In summary, this paper presents a detailed analysis of microbiological outcomes in AECOPD, and reveals that H. influenzae may not be adequately eradicated by AMC. The study also showed that in patients with purulent sputum clinical factors weakly predicted the presence of pathogens in sputum. Additionally, bacterial eradication was found to be impaired by systemic steroid use, antibiotic resistance and presence of P. aeruginosa. These observations suggest that sputum analysis (or a more precise rapid bacterial diagnostic test in the future) may be indicated to help optimize antibiotic therapy in patients with Anthonisen type I exacerbations who do not require hospitalization, particularly if they are at risk of being infected with P. aeruginosa or they receive concomitant systemic corticosteroids.

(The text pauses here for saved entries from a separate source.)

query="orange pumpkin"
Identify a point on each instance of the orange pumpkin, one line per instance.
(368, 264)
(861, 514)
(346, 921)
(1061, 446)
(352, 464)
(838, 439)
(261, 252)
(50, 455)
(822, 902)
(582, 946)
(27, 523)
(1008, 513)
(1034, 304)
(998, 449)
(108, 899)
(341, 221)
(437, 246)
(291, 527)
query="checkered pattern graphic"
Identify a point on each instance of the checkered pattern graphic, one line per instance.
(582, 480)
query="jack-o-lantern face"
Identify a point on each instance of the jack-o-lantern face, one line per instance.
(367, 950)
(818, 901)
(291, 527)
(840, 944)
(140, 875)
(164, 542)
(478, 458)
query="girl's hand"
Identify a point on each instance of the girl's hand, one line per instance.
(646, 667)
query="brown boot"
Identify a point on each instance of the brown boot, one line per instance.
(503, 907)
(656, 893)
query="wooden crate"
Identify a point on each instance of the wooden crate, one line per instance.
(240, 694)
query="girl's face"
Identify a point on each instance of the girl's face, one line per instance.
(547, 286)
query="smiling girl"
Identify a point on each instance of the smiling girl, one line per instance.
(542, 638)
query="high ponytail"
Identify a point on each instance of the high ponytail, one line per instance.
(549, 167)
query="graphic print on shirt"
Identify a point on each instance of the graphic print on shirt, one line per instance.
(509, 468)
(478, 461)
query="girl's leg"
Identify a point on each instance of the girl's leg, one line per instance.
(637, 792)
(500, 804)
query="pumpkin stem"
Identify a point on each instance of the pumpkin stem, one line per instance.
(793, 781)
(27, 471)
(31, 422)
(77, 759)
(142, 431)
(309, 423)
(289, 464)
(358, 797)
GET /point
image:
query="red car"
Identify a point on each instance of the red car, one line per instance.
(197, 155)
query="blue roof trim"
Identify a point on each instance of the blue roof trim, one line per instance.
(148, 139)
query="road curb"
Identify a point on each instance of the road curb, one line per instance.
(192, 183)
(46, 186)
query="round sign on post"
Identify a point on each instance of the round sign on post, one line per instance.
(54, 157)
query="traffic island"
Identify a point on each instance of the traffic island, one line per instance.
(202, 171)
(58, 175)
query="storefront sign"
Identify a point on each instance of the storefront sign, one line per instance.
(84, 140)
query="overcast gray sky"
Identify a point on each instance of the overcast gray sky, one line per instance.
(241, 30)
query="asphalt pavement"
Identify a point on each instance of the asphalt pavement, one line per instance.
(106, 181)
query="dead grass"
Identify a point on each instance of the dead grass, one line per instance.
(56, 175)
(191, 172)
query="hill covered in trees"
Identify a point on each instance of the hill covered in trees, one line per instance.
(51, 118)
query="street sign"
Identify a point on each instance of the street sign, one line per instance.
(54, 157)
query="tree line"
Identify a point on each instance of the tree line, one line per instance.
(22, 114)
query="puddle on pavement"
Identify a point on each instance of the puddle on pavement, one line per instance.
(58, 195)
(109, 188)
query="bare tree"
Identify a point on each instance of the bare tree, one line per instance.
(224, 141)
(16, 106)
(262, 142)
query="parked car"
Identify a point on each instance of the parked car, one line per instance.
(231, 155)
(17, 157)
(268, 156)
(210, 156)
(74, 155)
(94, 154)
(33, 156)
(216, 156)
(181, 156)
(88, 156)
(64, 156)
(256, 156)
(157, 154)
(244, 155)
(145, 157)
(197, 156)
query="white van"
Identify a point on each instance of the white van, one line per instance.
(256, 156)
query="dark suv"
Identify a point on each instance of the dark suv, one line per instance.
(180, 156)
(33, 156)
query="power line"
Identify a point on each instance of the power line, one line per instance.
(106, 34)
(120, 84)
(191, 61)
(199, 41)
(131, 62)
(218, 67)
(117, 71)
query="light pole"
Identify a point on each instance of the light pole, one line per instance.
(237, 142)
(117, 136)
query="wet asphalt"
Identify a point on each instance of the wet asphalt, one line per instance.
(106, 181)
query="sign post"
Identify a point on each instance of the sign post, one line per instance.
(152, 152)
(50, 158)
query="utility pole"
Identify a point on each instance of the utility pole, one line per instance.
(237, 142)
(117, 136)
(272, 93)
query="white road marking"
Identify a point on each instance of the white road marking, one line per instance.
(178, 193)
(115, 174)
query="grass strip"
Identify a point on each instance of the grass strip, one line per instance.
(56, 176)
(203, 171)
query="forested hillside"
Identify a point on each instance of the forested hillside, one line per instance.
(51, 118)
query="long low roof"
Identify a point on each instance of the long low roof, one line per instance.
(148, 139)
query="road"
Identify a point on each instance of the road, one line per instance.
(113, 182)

Compliance with ethical standards
Conflict of interest
Sanjay Sethi has received lecture, consulting fees and research funds from Bayer, GlaxoSmithKline and Merck, Sharp and Dohme. Antonio Anzueto has participated as a speaker in scientific meetings or courses organized and financed by various pharmaceutical companies including: Astra-Zeneca, Boehringer Ingelheim, Bayer, Pfizer, GlaxoSmithKline, and Novartis. A. Anzueto has been a consultant for Astra-Zeneca, Boehringer Ingelheim, Pfizer, GlaxoSmithKline, Novartis, and Bayer. He has also been the principal investigator for research Grants for the University of Texas Health Science Center (San Antonio, TX, USA) that received payment for participating in a multicenter clinical trial sponsored by: GlaxoSmithKline, Bayer, Eli Lilly and National Institutes of Health. Marc Miravitlles has received speaker fees from Boehringer Ingelheim, Pfizer, AstraZeneca, Bayer, Novartis, Talecris-Grifols, Takeda-Nycomed, Merck, Sharp and Dohme and Novartis, and consulting fees from Boehringer Ingelheim, Pfizer, GSK, AstraZeneca, Bayer, Novartis, Almirall, Merck, Sharp and Dohme, Talecris-Grifols and Takeda-Nycomed. Robert Wilson has received honoraria for taking part in advisory boards and presenting at meetings from Almirall, Aperion Advisors LLC, AstraZeneca, Athena Medical PR, Bayer HealthCare, Forest Laboratories (Bronchiectasis symposium), Genactis Ltd., Opticom International, Penn Technology Partnership, Resolutions Group, Rivervest, Transave, VacZine Analytics and Wyeth Pharmaceuticals. Pierre Arvis is full-time employee of Bayer HealthCare. Jeff Alder is full-time employee of Bayer HealthCare Pharmaceuticals and hold stocks of the company. Daniel Haverstock is full-time employee of Bayer HealthCare Pharmaceuticals. Mila Trajanovic is full-time employee of Bayer Inc. and holds stocks of the company.